1. Staff #1 ? No TB test completed.
2. Staff #3 ? The TB document submitted does not include the results of the test.
Plan of Correction: Not available online. Contact Inspector for more information.
Standard 8VAC20-780-260-A
Based on interview conducted, it was determined that an annual fire inspection has not been completed. Evidence: The previous fire inspection permit expired 5/4/22.
Plan of Correction: Completed and document submitted to inspector on 12/6/22.
Standard 8VAC20-780-270-A
Based on observations made, it was determined that a piece of outdoor play equipment was in an unsafe condition. Evidence: A large metal climbing pipe had sharp rusted edges that could potentially cut a child?s skin.
Plan of Correction: Not available online.
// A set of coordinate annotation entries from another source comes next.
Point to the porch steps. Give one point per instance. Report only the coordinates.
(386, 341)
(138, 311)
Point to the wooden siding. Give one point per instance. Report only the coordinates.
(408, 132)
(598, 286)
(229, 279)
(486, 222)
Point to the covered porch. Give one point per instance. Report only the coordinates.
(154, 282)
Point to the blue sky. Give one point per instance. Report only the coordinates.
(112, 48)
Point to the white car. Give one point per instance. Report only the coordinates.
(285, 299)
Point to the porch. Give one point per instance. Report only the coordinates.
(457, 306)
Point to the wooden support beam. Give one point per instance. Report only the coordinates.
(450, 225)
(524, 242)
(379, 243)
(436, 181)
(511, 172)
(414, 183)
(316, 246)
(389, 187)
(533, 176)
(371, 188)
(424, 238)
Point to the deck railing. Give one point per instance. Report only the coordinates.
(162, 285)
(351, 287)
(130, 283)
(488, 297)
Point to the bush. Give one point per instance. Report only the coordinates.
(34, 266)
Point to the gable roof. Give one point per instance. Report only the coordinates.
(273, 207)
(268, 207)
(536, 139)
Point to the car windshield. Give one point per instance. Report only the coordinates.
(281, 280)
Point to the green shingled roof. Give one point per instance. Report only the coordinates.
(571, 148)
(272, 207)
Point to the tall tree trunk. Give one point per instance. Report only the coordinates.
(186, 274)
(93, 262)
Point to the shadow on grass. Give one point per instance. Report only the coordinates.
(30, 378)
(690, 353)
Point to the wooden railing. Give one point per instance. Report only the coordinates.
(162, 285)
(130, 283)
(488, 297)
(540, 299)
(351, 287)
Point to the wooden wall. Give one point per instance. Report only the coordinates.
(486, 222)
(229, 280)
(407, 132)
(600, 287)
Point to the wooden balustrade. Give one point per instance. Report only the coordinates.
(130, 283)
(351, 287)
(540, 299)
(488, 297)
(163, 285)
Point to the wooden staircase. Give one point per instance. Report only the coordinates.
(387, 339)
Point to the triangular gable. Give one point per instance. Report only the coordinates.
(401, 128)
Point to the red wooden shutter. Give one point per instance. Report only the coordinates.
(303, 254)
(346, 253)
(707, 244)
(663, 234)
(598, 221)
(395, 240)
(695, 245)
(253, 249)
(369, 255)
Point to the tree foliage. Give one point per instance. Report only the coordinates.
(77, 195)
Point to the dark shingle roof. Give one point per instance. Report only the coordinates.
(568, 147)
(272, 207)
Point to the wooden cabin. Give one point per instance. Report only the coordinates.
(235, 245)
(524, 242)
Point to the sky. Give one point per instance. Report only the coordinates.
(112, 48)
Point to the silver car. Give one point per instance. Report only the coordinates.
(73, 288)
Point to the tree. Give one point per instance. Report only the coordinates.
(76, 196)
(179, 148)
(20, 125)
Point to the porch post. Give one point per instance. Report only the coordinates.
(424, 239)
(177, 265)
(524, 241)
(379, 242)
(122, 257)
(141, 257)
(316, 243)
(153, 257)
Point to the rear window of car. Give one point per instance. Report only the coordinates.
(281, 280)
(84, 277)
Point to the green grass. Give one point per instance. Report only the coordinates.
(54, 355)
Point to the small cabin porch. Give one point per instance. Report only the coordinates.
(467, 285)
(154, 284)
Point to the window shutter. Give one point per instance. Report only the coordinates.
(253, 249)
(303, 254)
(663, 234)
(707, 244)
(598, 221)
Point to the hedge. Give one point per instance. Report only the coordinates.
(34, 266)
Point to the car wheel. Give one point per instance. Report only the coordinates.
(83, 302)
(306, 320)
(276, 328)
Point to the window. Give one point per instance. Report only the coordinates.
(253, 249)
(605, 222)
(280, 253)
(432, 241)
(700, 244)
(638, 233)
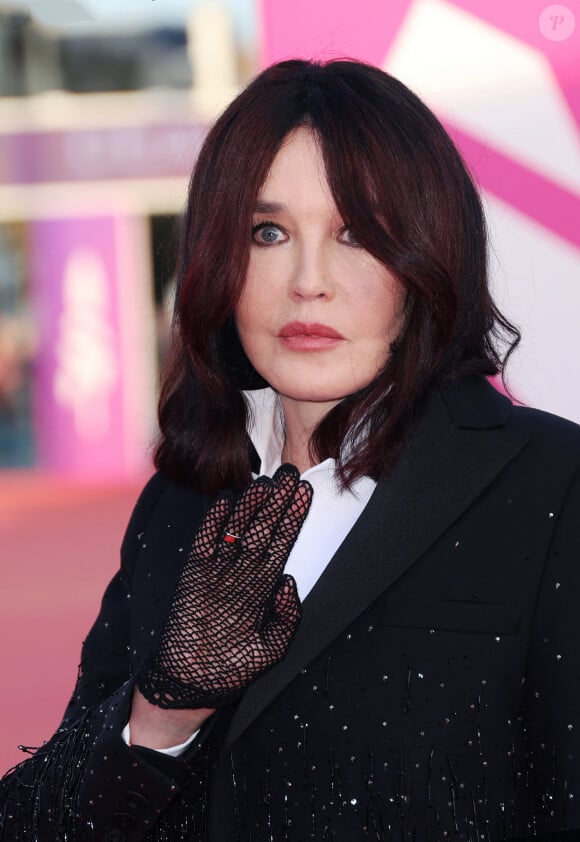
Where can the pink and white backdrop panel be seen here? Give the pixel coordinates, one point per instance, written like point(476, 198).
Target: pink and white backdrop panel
point(504, 77)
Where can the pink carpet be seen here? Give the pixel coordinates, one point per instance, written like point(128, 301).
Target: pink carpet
point(59, 546)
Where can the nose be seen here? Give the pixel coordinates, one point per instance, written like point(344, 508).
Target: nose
point(311, 276)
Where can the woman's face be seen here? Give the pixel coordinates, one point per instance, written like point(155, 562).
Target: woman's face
point(317, 312)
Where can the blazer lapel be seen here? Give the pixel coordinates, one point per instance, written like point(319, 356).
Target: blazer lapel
point(458, 448)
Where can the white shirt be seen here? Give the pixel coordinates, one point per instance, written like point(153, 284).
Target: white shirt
point(332, 514)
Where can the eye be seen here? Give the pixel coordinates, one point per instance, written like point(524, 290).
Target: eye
point(347, 235)
point(268, 234)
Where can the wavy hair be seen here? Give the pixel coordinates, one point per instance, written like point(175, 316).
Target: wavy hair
point(392, 167)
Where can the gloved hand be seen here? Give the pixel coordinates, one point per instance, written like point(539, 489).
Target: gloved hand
point(233, 613)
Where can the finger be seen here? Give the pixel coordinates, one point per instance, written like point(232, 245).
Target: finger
point(245, 510)
point(265, 523)
point(212, 526)
point(289, 526)
point(283, 621)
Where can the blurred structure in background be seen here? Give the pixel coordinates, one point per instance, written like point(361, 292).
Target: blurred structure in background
point(101, 119)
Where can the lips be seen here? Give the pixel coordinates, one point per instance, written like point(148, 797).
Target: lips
point(309, 336)
point(309, 329)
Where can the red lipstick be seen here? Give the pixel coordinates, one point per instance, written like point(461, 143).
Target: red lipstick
point(309, 336)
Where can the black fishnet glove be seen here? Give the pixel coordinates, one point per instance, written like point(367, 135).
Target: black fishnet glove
point(233, 612)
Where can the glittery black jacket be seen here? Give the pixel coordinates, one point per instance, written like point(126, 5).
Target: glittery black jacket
point(432, 691)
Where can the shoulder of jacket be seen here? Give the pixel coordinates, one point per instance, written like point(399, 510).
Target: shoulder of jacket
point(160, 495)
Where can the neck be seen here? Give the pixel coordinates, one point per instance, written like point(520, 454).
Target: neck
point(300, 420)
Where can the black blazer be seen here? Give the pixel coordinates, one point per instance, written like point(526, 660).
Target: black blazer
point(432, 691)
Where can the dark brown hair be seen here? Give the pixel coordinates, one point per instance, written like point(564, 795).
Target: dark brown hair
point(397, 178)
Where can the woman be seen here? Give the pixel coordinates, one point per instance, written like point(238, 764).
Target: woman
point(377, 639)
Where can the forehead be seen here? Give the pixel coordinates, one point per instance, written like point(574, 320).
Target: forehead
point(297, 172)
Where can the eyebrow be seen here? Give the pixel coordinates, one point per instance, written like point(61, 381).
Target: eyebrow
point(269, 207)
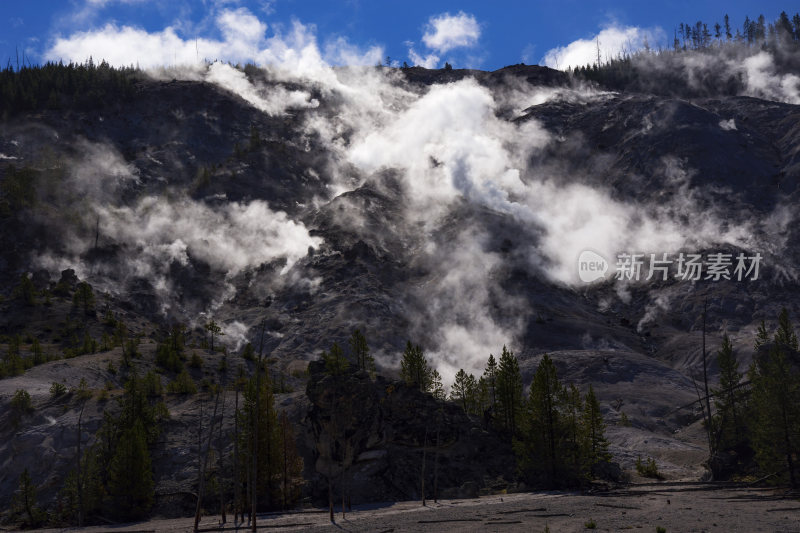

Contact Inspector for more information.
Standard 8VAC20-780-70
Based on records requested, it was determined that information in staff records that is required to be maintained on-site was not done so; and that staff records were not made available to the inspector for review, as agreed upon.

Evidence:

1. The name, address, age verification, job title, date of employment/volunteering, and the name, address and phone number for an emergency contact was not available on-site for each employee during the inspection.
2. The program director reported that this information was at the home of Staff #4, who was working on staff records.
3. 6 of 6 staff records requested by the inspector were not submitted by the established deadline of 9/30/22. To-date, the records have not been made available to the inspector.

Updated 12/6/22:

1. Staff #8 ? There was no documentation of 1 of 2 required reference checks.
2. Staff #9 - There was no documentation of 1 of 2 required reference checks.
Plan of Correction: The program director submitted most of the requested staff records on 12/6/22.